Cette semaine passera peut-être à l'histoire comme celle du « Grand Schisme » entre les tenants de l'universalité du langage de programmation Java, rassemblés autour de Sun Microsystems, et ceux qui poursuivent l'objectif inverse, rassemblés autour de Microsoft.
En effet, la compagnie de Redmond et son alliée(1) Hewlett Packard (HP) ont fait bande à part la semaine dernière et l'on attend maintenant la réaction de la communauté des développeurs Java qui se réunit à partir de demain à San Francisco.
Netscape, Oracle et IBM figurent parmi les sociétés qui doivent annoncer, cette semaine, le support unifié d'Enterprise JavaBeans (EJB). Cette nouvelle norme développée par Sun permettra d'implémenter de nouvelles fonctionnalités Java sur les serveurs d'applications. Or, un représentant de Microsoft a affirmé la semaine dernière que sa compagnie ne la supporterait pas.
Il a expliqué cette attitude par le fait que Microsoft propose depuis longtemps une architecture comparable baptisée COM (Component Object Model) et que, d'après lui, EJB serait copié sur COM. Résultat: les deux architectures devront cohabiter et il faudra recourir à des logiciels spéciaux pour faire le pont entre les deux.
Microsoft a par la suite annoncé qu'elle combinerait COM avec son Microsoft Transaction Server (MTS) et que tous deux seraient intégrés en tant que services dans Windows NT 5.0. On comprit alors mieux son refus de supporter EJB mais il reste que la technologie de Microsoft est propriétaire et fermée alors que l'EJB est développé à code ouvert, pour le bénéfice de toute la communauté informatique, ce qu'on ne peut lui reprocher.
Comble de malheur pour les puristes, Hewlett-Packard (HP) vient d'annoncer la sortie d'une réécriture modifiée de Java destinée aux appareils électroniques. Ce module Java ne sera pas désigné comme "Java compatible" mais comme "Java compliant", histoire de ne pas tomber sous le coup de la loi. Comme par hasard, Microsoft est son premier client et implantera cette "machine virtuelle" dans Windows CE. HP justifie ce geste par le coût de licence trop élevé exigé par Sun Microsystems, qui détient les brevets originaux de la technologie Java.
Un tel « clônage » n'est d'ailleurs pas nouveau en informatique. Les BIOS des premiers "PC compatibles" étaient ainsi dérivés du BIOS original d'IBM au début des années 80, et il en fut de même pour le système d'exploitation DOS, qui a été clôné plusieurs fois.

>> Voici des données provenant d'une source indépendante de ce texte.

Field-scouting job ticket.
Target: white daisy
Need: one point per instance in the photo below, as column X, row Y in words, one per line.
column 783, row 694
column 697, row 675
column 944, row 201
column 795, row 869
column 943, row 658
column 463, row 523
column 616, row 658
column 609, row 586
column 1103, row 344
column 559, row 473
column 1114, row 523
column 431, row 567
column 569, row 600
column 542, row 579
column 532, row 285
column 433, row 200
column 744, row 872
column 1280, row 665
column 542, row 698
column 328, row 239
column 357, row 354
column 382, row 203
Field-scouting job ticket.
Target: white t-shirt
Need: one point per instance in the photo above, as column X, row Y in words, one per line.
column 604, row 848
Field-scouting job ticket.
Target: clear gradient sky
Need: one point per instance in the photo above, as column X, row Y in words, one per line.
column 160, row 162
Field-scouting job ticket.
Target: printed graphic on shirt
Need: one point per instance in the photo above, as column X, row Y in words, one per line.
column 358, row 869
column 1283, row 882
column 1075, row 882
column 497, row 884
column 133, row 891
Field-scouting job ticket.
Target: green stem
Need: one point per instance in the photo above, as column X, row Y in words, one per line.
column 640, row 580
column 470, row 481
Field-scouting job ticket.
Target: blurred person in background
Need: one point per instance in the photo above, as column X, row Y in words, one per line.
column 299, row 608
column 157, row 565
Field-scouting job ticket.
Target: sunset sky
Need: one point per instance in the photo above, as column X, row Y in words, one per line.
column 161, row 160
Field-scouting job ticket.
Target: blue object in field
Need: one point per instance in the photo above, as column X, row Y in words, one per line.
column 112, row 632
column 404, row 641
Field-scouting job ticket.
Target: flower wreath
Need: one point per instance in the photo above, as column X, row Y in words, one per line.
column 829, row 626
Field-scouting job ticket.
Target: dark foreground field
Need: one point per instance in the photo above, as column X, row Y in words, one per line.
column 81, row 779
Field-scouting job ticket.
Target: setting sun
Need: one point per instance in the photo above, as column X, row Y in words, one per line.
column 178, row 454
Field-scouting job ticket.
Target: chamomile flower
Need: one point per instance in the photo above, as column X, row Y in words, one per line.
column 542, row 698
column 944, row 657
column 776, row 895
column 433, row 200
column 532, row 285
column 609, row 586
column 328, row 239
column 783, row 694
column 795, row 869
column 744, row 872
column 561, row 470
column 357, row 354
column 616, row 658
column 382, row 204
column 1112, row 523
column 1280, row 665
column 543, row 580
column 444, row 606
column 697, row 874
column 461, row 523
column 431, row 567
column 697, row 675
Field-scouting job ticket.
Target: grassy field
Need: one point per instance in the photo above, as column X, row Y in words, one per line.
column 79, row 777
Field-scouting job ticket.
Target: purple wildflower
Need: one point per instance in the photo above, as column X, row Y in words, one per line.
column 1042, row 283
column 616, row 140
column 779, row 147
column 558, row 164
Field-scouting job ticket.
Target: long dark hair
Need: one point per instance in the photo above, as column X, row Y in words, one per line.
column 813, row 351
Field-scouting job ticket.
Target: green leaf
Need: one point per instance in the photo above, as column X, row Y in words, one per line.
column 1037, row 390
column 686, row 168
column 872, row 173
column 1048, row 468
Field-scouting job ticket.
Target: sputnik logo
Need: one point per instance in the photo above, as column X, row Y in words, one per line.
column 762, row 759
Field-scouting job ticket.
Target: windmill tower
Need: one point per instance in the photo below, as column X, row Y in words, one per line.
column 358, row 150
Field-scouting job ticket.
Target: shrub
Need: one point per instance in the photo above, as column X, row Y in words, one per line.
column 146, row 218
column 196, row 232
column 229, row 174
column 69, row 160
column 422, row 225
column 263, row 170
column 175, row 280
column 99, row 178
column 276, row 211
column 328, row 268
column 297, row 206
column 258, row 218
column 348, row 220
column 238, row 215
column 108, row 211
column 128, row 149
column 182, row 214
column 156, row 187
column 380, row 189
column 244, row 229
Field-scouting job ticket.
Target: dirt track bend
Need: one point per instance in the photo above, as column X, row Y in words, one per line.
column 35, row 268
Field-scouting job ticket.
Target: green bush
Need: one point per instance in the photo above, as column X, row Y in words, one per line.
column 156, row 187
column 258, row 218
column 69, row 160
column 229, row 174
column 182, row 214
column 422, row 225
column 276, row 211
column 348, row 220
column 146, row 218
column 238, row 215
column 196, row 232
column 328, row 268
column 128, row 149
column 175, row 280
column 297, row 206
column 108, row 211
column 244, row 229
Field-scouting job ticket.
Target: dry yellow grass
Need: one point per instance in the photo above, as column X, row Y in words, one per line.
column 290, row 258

Mais en s'écartant du credo universel de Java, "Write once run anywhere", Microsoft ne fait pas qu'offrir une autre alternative aux utilisateurs. Elle éloigne la possibilité que Java, qui pourrait rendre l'emploi de Windows inutile s'il était poussé jusqu'à ses limites ultimes, ne mette en péril son quasi monopole actuel sur les systèmes d'exploitation.

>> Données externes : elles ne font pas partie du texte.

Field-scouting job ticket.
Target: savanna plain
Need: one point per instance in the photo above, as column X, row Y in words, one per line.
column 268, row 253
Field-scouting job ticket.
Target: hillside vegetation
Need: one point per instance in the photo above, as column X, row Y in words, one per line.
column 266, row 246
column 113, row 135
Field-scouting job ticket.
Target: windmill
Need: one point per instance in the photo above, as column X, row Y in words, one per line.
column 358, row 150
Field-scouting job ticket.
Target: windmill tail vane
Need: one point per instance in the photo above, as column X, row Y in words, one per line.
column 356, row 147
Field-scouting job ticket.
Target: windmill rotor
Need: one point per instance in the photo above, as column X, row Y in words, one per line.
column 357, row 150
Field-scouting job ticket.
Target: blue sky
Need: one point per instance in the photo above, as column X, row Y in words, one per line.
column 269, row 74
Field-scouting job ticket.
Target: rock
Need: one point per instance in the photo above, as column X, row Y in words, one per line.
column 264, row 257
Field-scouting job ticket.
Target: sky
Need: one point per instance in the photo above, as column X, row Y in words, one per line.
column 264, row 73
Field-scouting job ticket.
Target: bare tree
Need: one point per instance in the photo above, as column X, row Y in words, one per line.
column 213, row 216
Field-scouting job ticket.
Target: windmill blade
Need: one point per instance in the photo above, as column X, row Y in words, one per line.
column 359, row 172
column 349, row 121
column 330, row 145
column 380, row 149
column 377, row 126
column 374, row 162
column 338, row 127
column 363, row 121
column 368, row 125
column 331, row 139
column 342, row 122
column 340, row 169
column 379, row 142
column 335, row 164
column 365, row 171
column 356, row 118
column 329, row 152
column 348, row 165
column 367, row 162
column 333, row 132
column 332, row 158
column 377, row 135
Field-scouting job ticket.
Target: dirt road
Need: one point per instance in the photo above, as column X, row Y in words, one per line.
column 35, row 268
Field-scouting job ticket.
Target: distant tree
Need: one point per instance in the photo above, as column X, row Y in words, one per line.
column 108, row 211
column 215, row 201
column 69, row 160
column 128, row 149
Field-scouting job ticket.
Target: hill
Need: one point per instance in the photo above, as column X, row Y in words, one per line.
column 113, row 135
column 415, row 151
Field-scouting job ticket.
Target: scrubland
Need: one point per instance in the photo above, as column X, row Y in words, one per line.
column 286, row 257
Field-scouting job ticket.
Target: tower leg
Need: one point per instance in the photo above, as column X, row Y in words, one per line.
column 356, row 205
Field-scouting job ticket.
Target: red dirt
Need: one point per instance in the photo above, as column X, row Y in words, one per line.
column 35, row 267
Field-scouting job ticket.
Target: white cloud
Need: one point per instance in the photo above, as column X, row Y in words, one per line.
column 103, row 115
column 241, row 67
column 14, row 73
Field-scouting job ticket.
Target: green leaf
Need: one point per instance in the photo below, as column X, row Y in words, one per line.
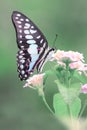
column 63, row 109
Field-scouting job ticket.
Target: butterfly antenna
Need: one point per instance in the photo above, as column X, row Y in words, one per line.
column 54, row 42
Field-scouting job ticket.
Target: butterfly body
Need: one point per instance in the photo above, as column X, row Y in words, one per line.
column 33, row 47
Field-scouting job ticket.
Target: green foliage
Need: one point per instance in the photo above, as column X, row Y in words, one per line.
column 62, row 109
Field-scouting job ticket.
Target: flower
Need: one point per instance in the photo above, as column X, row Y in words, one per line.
column 73, row 56
column 36, row 80
column 84, row 88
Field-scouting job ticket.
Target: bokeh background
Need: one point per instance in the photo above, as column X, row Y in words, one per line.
column 23, row 109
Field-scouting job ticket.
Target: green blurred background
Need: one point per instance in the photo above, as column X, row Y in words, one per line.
column 23, row 109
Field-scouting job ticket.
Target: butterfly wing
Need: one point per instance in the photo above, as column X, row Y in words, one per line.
column 31, row 42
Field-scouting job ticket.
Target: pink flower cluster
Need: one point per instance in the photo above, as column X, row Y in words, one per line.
column 76, row 58
column 34, row 81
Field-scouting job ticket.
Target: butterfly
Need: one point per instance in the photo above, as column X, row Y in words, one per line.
column 34, row 51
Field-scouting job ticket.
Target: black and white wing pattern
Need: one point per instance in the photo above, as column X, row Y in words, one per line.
column 33, row 47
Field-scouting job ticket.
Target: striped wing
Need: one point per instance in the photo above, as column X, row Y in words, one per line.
column 32, row 45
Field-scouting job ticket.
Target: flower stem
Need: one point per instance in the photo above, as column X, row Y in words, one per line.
column 84, row 106
column 47, row 105
column 70, row 114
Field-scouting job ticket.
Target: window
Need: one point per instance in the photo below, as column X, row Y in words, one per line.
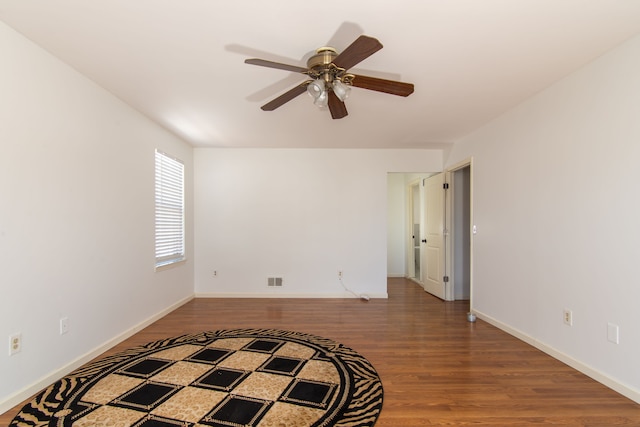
column 169, row 210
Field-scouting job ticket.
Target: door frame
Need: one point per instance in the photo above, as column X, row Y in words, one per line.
column 450, row 231
column 411, row 271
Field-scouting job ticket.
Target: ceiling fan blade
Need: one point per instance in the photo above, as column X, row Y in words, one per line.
column 337, row 107
column 382, row 85
column 362, row 48
column 278, row 65
column 285, row 97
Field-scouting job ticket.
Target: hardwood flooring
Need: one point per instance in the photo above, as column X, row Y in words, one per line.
column 436, row 368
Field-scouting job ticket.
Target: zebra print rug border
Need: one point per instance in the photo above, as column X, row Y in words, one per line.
column 223, row 378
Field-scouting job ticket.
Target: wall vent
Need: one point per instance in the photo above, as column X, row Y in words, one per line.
column 274, row 281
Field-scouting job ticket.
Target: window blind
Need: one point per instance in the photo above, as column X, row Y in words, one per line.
column 169, row 215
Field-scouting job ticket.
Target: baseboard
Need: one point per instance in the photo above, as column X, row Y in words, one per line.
column 625, row 390
column 341, row 295
column 30, row 390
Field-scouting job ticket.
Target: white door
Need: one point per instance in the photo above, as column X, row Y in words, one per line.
column 433, row 267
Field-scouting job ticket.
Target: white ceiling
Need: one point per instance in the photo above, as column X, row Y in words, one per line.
column 181, row 62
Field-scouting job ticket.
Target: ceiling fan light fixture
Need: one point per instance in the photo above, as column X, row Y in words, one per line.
column 341, row 90
column 316, row 88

Voir les détails dans InternetWeek (Microsoft)...
... et InformationWeek (Hewlett-Packard).
Voir aussi le pathétique échange entre Nick Petreley, l'éditeur du magazine NC World et Rick Ross, fondateur du Java Lobby.
(1) Hewlett-Packard est associé de près à Microsoft, notamment en Europe. Les deux compagnies ont collaboré l'hiver dernier au projet e-Christmas et comptent toutes deux investir dans la formation d'enseignants en Europe, et notamment en France.